Я долго сидел молча, и одна тревожная мысль сменяла другую. У меня был только один шанс сохранить свою сперму. Может статься, что у меня никогда не будет детей. В понедельник мне предстоит первый сеанс химиотерапии. Как я перенесу его?

Наконец мы приехали. Корд, Кевин и моя мать остались в холле, а меня медсестра отвела в специальную комнату. Кевин выдавил из себя не совсем приличную шутку, чтобы несколько разрядить атмосферу.

— Эй, Лэнс, тебе журнальчик не нужен? — сказал он. В ответ я лишь вяло улыбнулся.

Мне предложили сесть в откидывающееся кресло. Освещение было тусклое. «Для создания должной атмосферы», — догадался я. На столике высилась стопка — да! — журналов. Порно — увидел я, проникшись отвращением. Я откинулся в кресле и тяжело вздохнул, едва не плача. Меня мучила боль. След от операции был прямо над пахом и переходил на живот. После шока, вызванного диагнозом, я был в полном эмоциональном упадке, а теперь от меня ждут эрекции? Да разве такое возможно?! Лежа в кресле, я думал: «Совсем не так я себе все это представлял». Зачатие ребенка должно происходить в порыве страсти и надежды, а не быть следствием исполненной тоски и отчаяния процедуры, осуществляемой в полном одиночестве.

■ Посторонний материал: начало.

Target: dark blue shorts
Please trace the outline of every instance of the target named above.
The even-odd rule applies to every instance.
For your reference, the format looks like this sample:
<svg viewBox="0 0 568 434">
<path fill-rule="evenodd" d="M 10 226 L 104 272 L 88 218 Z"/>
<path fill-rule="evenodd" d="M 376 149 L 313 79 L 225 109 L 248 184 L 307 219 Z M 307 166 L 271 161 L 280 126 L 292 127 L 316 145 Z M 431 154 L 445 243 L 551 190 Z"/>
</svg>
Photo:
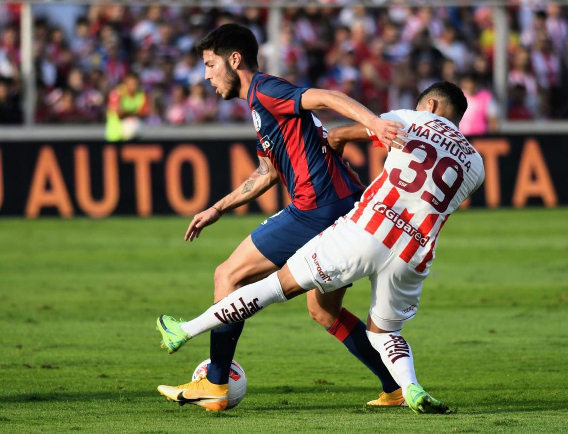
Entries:
<svg viewBox="0 0 568 434">
<path fill-rule="evenodd" d="M 360 195 L 357 193 L 309 211 L 300 211 L 290 204 L 253 231 L 252 242 L 260 253 L 282 268 L 296 250 L 349 212 Z"/>
</svg>

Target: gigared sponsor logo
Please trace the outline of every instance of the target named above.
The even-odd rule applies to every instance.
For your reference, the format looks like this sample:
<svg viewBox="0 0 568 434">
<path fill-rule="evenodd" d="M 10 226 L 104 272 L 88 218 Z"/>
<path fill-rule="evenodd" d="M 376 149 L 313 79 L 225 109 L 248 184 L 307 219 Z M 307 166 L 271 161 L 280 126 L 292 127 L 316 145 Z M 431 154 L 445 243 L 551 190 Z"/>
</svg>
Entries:
<svg viewBox="0 0 568 434">
<path fill-rule="evenodd" d="M 414 310 L 416 307 L 416 304 L 411 304 L 410 306 L 404 309 L 403 311 L 403 314 L 408 314 L 411 311 Z"/>
<path fill-rule="evenodd" d="M 318 255 L 316 253 L 314 253 L 314 254 L 312 255 L 312 259 L 314 260 L 314 264 L 316 266 L 316 271 L 318 272 L 318 274 L 320 275 L 321 279 L 323 280 L 324 282 L 331 282 L 333 279 L 323 272 L 321 266 L 319 265 L 319 262 L 318 261 Z"/>
<path fill-rule="evenodd" d="M 432 128 L 436 132 L 441 134 L 445 137 L 453 140 L 457 144 L 460 148 L 466 155 L 469 155 L 475 152 L 467 139 L 460 131 L 452 128 L 441 119 L 433 119 L 424 123 L 428 128 Z"/>
<path fill-rule="evenodd" d="M 418 231 L 418 228 L 413 226 L 406 220 L 400 217 L 400 215 L 385 203 L 378 202 L 373 207 L 373 209 L 381 214 L 385 214 L 385 216 L 394 223 L 394 226 L 399 229 L 402 229 L 403 232 L 408 233 L 410 236 L 417 241 L 423 247 L 428 243 L 430 239 L 429 236 L 424 236 Z"/>
<path fill-rule="evenodd" d="M 231 307 L 233 308 L 232 310 L 222 308 L 215 312 L 215 316 L 217 317 L 217 319 L 223 324 L 238 323 L 252 316 L 262 308 L 262 306 L 258 306 L 258 298 L 253 298 L 252 301 L 245 303 L 243 299 L 243 297 L 239 297 L 239 301 L 242 304 L 242 307 L 240 306 L 237 307 L 234 303 L 231 303 Z"/>
<path fill-rule="evenodd" d="M 395 335 L 389 335 L 389 336 L 391 340 L 385 343 L 385 349 L 387 350 L 387 356 L 391 363 L 402 357 L 410 357 L 410 348 L 404 338 Z"/>
</svg>

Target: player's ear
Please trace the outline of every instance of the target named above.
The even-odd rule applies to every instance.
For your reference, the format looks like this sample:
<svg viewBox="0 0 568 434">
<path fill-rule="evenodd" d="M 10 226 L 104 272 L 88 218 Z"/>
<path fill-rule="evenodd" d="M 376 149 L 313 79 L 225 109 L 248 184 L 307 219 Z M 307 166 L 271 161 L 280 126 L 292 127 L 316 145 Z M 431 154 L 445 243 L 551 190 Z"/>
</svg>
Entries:
<svg viewBox="0 0 568 434">
<path fill-rule="evenodd" d="M 238 51 L 233 51 L 231 53 L 231 56 L 229 56 L 229 65 L 231 67 L 235 70 L 239 68 L 239 65 L 241 64 L 241 61 L 242 61 L 243 58 L 241 56 L 241 53 Z"/>
<path fill-rule="evenodd" d="M 431 113 L 435 113 L 439 103 L 437 99 L 435 99 L 433 98 L 428 98 L 427 103 L 428 111 Z"/>
</svg>

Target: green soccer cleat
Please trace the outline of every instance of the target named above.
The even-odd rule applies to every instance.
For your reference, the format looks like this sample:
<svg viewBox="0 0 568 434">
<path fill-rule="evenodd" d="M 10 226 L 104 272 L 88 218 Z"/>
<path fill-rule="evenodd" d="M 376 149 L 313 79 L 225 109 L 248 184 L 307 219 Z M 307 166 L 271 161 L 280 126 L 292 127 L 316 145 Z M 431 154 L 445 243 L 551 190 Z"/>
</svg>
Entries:
<svg viewBox="0 0 568 434">
<path fill-rule="evenodd" d="M 406 402 L 408 407 L 416 414 L 420 413 L 438 413 L 444 414 L 448 407 L 441 401 L 430 396 L 422 386 L 418 384 L 408 385 L 406 389 Z"/>
<path fill-rule="evenodd" d="M 173 354 L 191 339 L 191 335 L 182 330 L 180 325 L 183 322 L 183 320 L 177 321 L 167 315 L 161 315 L 156 322 L 156 328 L 162 335 L 160 346 L 165 348 L 168 354 Z"/>
</svg>

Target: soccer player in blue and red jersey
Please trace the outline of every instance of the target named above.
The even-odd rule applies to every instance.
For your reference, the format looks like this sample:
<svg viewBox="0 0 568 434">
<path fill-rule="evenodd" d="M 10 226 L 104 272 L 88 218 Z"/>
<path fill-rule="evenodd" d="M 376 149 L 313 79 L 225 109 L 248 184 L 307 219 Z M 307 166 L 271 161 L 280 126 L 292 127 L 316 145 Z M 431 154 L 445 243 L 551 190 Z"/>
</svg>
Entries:
<svg viewBox="0 0 568 434">
<path fill-rule="evenodd" d="M 260 164 L 239 187 L 194 216 L 185 240 L 192 241 L 224 212 L 257 198 L 279 180 L 292 201 L 261 224 L 215 270 L 216 303 L 281 268 L 299 248 L 351 210 L 364 189 L 357 176 L 334 153 L 327 131 L 311 110 L 333 110 L 374 132 L 387 148 L 402 147 L 403 143 L 397 136 L 407 135 L 399 130 L 403 125 L 380 119 L 343 93 L 298 87 L 259 72 L 258 43 L 243 26 L 222 26 L 197 48 L 205 64 L 205 78 L 216 92 L 225 99 L 238 97 L 248 102 L 258 136 Z M 404 398 L 399 386 L 369 343 L 365 325 L 342 308 L 344 293 L 345 289 L 325 295 L 311 291 L 307 295 L 310 314 L 379 377 L 383 392 L 370 403 L 400 405 Z M 162 334 L 168 333 L 168 318 L 160 317 L 157 322 Z M 175 324 L 172 321 L 171 327 Z M 225 410 L 231 362 L 243 324 L 229 324 L 212 331 L 207 378 L 178 386 L 175 393 L 166 395 L 182 403 Z M 183 336 L 183 331 L 177 332 Z M 185 341 L 168 339 L 164 345 L 171 354 Z M 162 394 L 164 390 L 158 389 Z"/>
</svg>

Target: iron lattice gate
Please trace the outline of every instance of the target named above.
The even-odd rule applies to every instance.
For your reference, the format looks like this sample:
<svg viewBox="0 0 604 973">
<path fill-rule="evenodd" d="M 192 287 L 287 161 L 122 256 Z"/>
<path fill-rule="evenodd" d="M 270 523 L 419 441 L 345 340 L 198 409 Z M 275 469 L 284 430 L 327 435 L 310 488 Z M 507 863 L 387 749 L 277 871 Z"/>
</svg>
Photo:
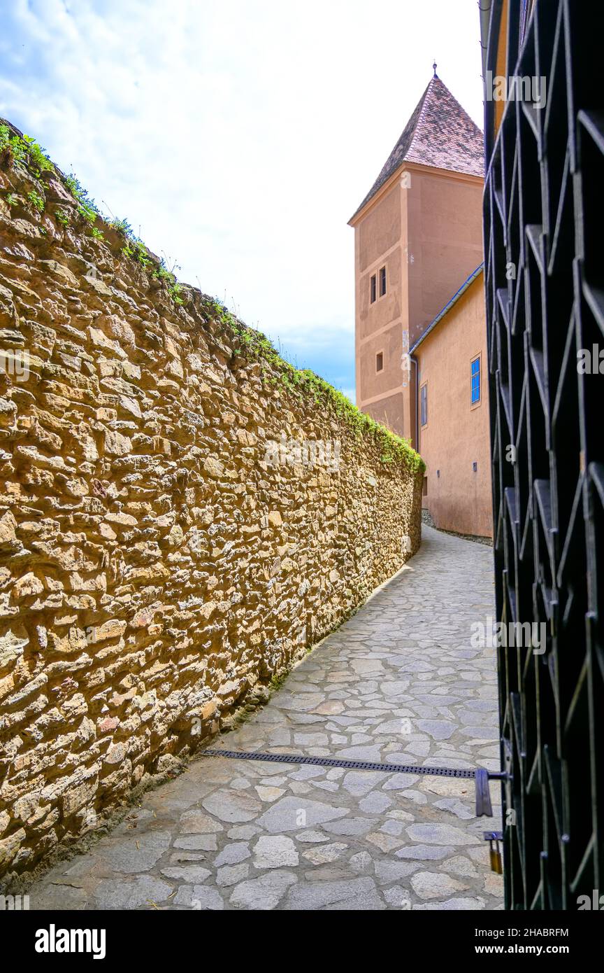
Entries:
<svg viewBox="0 0 604 973">
<path fill-rule="evenodd" d="M 601 32 L 597 4 L 538 0 L 523 36 L 525 4 L 507 6 L 507 74 L 545 78 L 547 98 L 508 100 L 494 143 L 486 102 L 496 603 L 547 638 L 498 650 L 506 908 L 576 910 L 604 895 Z"/>
</svg>

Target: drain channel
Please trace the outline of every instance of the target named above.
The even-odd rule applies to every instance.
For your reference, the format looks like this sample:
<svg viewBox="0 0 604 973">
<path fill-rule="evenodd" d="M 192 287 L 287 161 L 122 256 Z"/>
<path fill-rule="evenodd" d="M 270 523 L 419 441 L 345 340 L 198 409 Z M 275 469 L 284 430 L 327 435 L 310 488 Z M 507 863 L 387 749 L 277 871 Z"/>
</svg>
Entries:
<svg viewBox="0 0 604 973">
<path fill-rule="evenodd" d="M 204 750 L 202 757 L 230 757 L 232 760 L 262 760 L 271 764 L 310 764 L 312 767 L 343 767 L 347 771 L 386 771 L 386 774 L 424 774 L 434 777 L 474 779 L 476 771 L 452 767 L 417 767 L 415 764 L 373 764 L 365 760 L 339 760 L 337 757 L 302 757 L 298 753 L 262 753 L 258 750 Z M 498 776 L 489 774 L 488 776 Z"/>
</svg>

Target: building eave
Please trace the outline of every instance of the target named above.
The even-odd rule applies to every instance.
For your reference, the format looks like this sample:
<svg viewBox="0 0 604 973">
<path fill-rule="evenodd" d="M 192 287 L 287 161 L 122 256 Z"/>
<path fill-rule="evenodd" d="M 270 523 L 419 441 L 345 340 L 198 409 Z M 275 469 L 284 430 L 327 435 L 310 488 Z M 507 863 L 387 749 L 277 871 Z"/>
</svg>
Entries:
<svg viewBox="0 0 604 973">
<path fill-rule="evenodd" d="M 474 281 L 481 275 L 481 273 L 483 273 L 484 270 L 485 270 L 485 265 L 479 264 L 479 266 L 476 268 L 475 270 L 472 271 L 467 280 L 464 280 L 459 290 L 455 291 L 451 300 L 448 301 L 445 306 L 442 308 L 442 310 L 438 312 L 434 320 L 430 321 L 427 328 L 419 335 L 419 338 L 418 339 L 416 343 L 413 344 L 412 347 L 409 349 L 410 354 L 413 354 L 416 348 L 418 348 L 421 344 L 421 342 L 428 337 L 428 335 L 432 331 L 434 331 L 436 325 L 440 321 L 442 321 L 444 317 L 447 316 L 452 307 L 453 307 L 457 304 L 459 298 L 461 298 L 465 294 L 468 287 L 470 287 L 470 285 L 474 283 Z"/>
</svg>

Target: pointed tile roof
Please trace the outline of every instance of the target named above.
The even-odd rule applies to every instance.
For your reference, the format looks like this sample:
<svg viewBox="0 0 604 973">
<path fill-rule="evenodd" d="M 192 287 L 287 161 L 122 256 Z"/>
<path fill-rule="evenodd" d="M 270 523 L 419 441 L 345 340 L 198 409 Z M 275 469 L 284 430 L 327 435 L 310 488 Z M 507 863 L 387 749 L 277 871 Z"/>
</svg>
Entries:
<svg viewBox="0 0 604 973">
<path fill-rule="evenodd" d="M 352 220 L 403 162 L 485 174 L 483 133 L 436 74 Z"/>
</svg>

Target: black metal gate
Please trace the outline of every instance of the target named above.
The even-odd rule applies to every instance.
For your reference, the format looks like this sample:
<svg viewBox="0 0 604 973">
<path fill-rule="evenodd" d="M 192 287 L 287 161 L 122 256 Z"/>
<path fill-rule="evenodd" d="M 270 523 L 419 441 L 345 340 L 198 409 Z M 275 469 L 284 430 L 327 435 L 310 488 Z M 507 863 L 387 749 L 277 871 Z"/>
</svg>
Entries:
<svg viewBox="0 0 604 973">
<path fill-rule="evenodd" d="M 493 0 L 486 62 L 497 617 L 545 627 L 498 650 L 506 908 L 577 910 L 604 896 L 602 10 L 527 6 Z"/>
</svg>

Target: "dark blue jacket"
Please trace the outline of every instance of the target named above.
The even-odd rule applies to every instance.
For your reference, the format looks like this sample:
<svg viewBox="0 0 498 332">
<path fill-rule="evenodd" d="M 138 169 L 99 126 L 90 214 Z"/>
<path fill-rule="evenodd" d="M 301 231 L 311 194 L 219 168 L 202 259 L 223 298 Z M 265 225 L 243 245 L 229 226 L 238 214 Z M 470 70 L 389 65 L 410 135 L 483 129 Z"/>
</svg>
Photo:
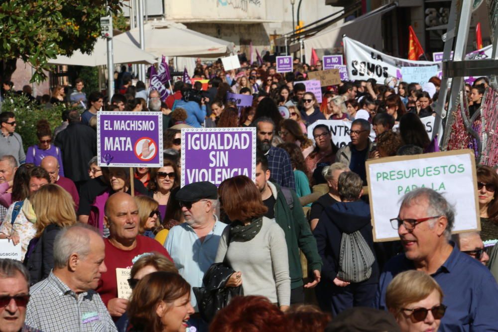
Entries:
<svg viewBox="0 0 498 332">
<path fill-rule="evenodd" d="M 361 200 L 340 202 L 325 209 L 313 232 L 323 262 L 322 278 L 332 282 L 337 276 L 343 233 L 351 234 L 360 230 L 374 254 L 371 219 L 370 206 Z M 377 283 L 378 277 L 376 260 L 372 266 L 372 276 L 363 282 Z"/>
</svg>

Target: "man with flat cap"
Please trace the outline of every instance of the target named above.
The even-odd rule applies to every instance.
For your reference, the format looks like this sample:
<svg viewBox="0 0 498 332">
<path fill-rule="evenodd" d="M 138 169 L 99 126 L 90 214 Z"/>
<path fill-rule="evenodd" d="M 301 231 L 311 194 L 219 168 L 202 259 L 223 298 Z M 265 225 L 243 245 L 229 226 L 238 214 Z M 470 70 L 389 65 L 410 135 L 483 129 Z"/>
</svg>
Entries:
<svg viewBox="0 0 498 332">
<path fill-rule="evenodd" d="M 214 262 L 220 239 L 227 225 L 215 215 L 218 189 L 211 182 L 187 185 L 176 193 L 176 198 L 181 207 L 185 222 L 169 230 L 164 247 L 180 274 L 190 284 L 190 302 L 198 312 L 197 301 L 191 290 L 204 286 L 202 278 Z M 196 316 L 191 317 L 195 319 Z M 196 322 L 191 323 L 196 325 Z M 196 327 L 203 330 L 202 326 Z"/>
</svg>

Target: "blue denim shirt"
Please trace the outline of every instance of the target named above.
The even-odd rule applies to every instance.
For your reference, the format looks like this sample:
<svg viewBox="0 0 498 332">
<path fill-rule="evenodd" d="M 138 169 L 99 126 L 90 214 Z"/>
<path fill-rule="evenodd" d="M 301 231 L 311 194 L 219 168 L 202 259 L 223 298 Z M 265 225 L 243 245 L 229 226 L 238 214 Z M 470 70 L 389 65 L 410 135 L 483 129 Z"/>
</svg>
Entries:
<svg viewBox="0 0 498 332">
<path fill-rule="evenodd" d="M 440 332 L 498 331 L 498 285 L 489 270 L 477 259 L 455 246 L 444 263 L 431 275 L 443 290 L 447 306 Z M 413 262 L 398 255 L 390 259 L 380 275 L 375 305 L 385 307 L 385 291 L 396 274 L 415 269 Z"/>
</svg>

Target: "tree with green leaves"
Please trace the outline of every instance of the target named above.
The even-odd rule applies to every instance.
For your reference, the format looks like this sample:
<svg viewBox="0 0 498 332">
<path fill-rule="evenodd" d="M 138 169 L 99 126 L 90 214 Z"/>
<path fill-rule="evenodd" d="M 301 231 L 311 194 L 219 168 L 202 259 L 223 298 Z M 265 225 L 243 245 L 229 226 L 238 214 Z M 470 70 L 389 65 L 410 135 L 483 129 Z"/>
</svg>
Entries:
<svg viewBox="0 0 498 332">
<path fill-rule="evenodd" d="M 9 80 L 20 58 L 35 68 L 32 82 L 46 79 L 47 61 L 79 50 L 90 53 L 100 17 L 121 11 L 123 0 L 3 0 L 0 1 L 0 76 Z"/>
</svg>

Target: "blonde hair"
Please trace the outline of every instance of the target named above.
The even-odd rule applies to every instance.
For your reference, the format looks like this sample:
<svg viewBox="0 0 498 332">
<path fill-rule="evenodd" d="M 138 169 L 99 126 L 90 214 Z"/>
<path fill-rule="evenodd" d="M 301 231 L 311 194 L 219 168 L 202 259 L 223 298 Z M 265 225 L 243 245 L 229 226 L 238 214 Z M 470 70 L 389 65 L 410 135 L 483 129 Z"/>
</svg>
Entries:
<svg viewBox="0 0 498 332">
<path fill-rule="evenodd" d="M 443 291 L 432 277 L 421 271 L 406 271 L 394 277 L 387 286 L 386 306 L 389 311 L 397 315 L 401 308 L 423 300 L 435 290 L 439 294 L 439 300 L 442 301 Z"/>
<path fill-rule="evenodd" d="M 138 232 L 143 234 L 145 231 L 145 223 L 149 219 L 150 213 L 157 210 L 159 203 L 148 196 L 135 196 L 133 197 L 136 206 L 138 207 L 138 217 L 140 218 L 140 225 L 138 226 Z M 157 216 L 157 221 L 156 221 L 155 227 L 160 224 L 160 216 Z"/>
<path fill-rule="evenodd" d="M 36 215 L 36 237 L 51 223 L 61 227 L 76 223 L 76 214 L 72 197 L 60 186 L 49 184 L 42 186 L 29 199 Z"/>
</svg>

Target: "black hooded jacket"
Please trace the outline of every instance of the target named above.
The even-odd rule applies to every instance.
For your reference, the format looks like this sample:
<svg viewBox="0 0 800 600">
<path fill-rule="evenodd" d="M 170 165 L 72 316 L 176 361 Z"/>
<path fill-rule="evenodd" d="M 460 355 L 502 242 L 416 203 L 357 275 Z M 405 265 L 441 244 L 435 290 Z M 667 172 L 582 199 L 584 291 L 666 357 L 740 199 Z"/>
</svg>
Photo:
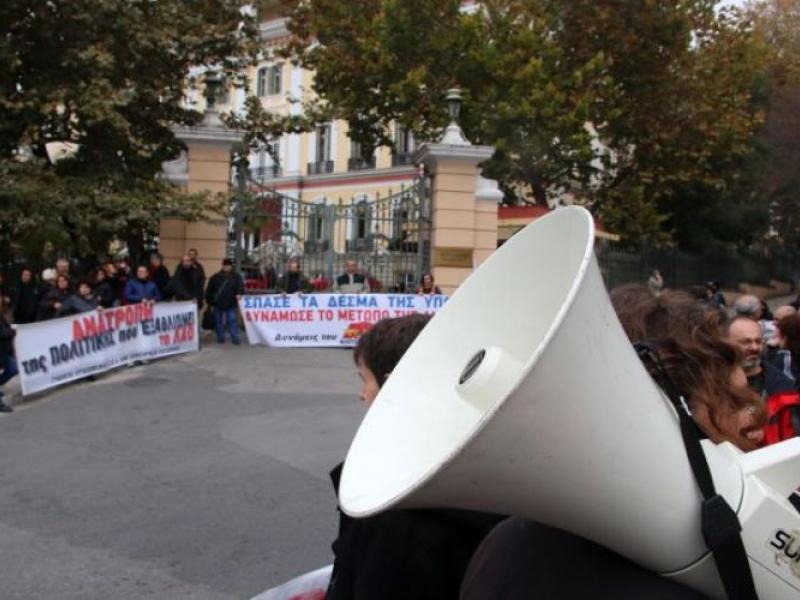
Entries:
<svg viewBox="0 0 800 600">
<path fill-rule="evenodd" d="M 342 465 L 331 471 L 339 488 Z M 456 600 L 472 553 L 502 517 L 465 510 L 340 512 L 326 600 Z"/>
</svg>

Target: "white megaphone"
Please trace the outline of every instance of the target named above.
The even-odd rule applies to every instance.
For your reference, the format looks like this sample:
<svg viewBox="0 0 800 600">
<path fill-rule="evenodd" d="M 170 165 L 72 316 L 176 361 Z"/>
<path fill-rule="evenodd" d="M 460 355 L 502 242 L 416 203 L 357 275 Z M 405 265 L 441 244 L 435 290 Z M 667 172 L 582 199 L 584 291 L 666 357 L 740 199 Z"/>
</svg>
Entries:
<svg viewBox="0 0 800 600">
<path fill-rule="evenodd" d="M 392 372 L 350 447 L 339 500 L 355 517 L 454 507 L 593 540 L 725 598 L 701 535 L 672 404 L 641 364 L 593 254 L 562 208 L 467 279 Z M 800 439 L 749 454 L 703 441 L 736 511 L 759 597 L 798 598 Z"/>
</svg>

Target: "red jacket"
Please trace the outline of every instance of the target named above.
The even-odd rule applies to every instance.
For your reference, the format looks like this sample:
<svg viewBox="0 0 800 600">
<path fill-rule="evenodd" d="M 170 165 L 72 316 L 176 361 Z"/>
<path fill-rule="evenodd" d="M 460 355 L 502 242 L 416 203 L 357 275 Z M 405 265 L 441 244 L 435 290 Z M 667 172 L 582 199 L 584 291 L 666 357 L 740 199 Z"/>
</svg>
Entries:
<svg viewBox="0 0 800 600">
<path fill-rule="evenodd" d="M 764 389 L 761 390 L 767 408 L 764 444 L 777 444 L 800 435 L 800 395 L 794 382 L 784 373 L 763 361 Z"/>
</svg>

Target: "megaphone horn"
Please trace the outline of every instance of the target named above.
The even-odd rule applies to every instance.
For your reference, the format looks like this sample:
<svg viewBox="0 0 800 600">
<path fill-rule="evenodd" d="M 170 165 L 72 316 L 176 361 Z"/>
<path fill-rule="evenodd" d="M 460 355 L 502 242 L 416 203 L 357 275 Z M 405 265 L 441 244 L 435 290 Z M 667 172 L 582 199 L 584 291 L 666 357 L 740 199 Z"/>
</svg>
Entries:
<svg viewBox="0 0 800 600">
<path fill-rule="evenodd" d="M 445 506 L 518 515 L 722 597 L 676 414 L 614 313 L 593 244 L 589 213 L 558 209 L 462 284 L 364 418 L 340 504 L 356 517 Z M 738 451 L 704 449 L 739 509 Z"/>
</svg>

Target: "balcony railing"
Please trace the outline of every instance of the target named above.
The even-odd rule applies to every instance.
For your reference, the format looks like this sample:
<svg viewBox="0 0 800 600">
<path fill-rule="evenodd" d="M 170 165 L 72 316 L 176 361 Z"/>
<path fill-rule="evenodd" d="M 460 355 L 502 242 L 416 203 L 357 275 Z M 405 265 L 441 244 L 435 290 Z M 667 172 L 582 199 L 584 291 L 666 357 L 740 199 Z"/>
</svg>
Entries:
<svg viewBox="0 0 800 600">
<path fill-rule="evenodd" d="M 321 175 L 323 173 L 333 173 L 332 160 L 318 160 L 316 162 L 308 163 L 309 175 Z"/>
<path fill-rule="evenodd" d="M 375 157 L 364 158 L 362 156 L 354 156 L 347 159 L 348 171 L 363 171 L 364 169 L 375 168 Z"/>
<path fill-rule="evenodd" d="M 412 163 L 411 153 L 404 152 L 402 154 L 392 154 L 392 166 L 400 167 L 402 165 L 410 165 Z"/>
<path fill-rule="evenodd" d="M 267 167 L 253 167 L 252 169 L 250 169 L 250 176 L 256 180 L 274 179 L 276 177 L 280 177 L 282 174 L 283 170 L 281 169 L 280 165 L 269 165 Z"/>
</svg>

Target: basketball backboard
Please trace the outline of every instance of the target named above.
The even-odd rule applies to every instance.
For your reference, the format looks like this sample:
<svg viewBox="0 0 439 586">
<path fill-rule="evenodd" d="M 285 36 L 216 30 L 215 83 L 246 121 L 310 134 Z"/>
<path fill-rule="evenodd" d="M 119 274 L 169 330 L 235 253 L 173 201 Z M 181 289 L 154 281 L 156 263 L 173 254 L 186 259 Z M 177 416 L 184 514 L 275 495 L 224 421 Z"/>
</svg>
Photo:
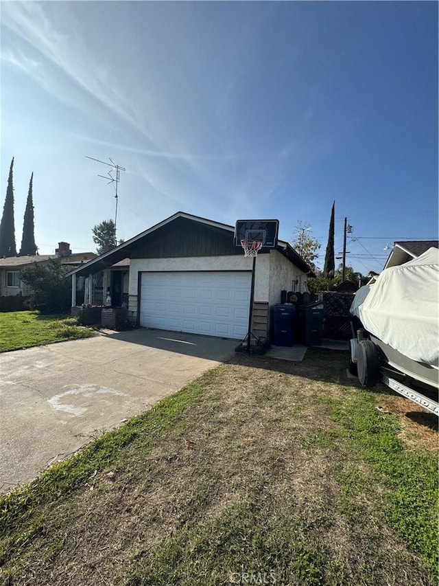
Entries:
<svg viewBox="0 0 439 586">
<path fill-rule="evenodd" d="M 238 220 L 235 228 L 235 245 L 241 240 L 259 240 L 263 248 L 276 248 L 279 231 L 278 220 Z"/>
</svg>

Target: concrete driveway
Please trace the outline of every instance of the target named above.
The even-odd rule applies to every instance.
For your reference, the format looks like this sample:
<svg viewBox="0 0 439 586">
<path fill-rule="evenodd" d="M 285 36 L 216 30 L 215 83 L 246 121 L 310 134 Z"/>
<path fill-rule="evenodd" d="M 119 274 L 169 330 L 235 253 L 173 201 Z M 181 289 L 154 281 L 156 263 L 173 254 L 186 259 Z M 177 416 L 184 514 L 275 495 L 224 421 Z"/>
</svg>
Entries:
<svg viewBox="0 0 439 586">
<path fill-rule="evenodd" d="M 0 357 L 0 492 L 227 359 L 236 340 L 140 328 Z"/>
</svg>

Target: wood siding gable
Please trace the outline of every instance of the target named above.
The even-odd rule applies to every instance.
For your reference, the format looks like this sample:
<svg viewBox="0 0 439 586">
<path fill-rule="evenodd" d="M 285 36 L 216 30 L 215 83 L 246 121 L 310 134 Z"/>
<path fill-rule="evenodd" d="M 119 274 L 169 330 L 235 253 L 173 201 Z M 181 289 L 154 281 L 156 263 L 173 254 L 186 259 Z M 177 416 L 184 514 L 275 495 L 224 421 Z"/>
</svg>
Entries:
<svg viewBox="0 0 439 586">
<path fill-rule="evenodd" d="M 242 254 L 235 247 L 233 233 L 185 218 L 148 234 L 131 253 L 131 258 L 171 258 Z"/>
</svg>

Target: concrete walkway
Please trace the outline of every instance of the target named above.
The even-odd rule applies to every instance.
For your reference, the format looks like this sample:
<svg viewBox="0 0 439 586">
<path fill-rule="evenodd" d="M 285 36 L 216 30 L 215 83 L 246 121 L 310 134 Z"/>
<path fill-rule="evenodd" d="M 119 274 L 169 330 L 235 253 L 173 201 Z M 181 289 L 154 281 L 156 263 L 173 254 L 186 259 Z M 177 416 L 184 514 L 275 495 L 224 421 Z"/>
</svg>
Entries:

Я хотел стать отцом — очень хотел, — но всегда полагал, что это должно случиться, когда ты влюблен. В мои двадцать с небольшим у меня было много романтических связей. Я какое-то время встречался с девушкой, но через несколько месяцев мне это надоедало, следовал разрыв, и все начиналось сначала. Я встречался с одноклассницей, потом с голландской манекенщицей, но ни одна любовная связь не длилась больше года. Мои товарищи по команде в шутку называли меня «экспрессом» — за ту скорость, с которой я менял подружек. Я не был женат, не был связан какимито обязательствами и потому в этом отношении особенно не переживал. С Лайзой Шиле, однако, ситуация была другая. К тому времени, когда у меня выявили рак, мы стали очень близки. Она была очень умной и серьезной девушкой, всецело поглощенной учебой в Университете штата Техас, и я уже начинал задумываться о том, чтобы жениться на ней и завести детей. Я не был уверен, что наших отношений хватит надолго, но хотел жениться и стать лучшим отцом, чем те, что до сих пор попадались в моей жизни.

Теперь у меня не было выбора, и закрыв глаза, я сделал то, что должен был сделать.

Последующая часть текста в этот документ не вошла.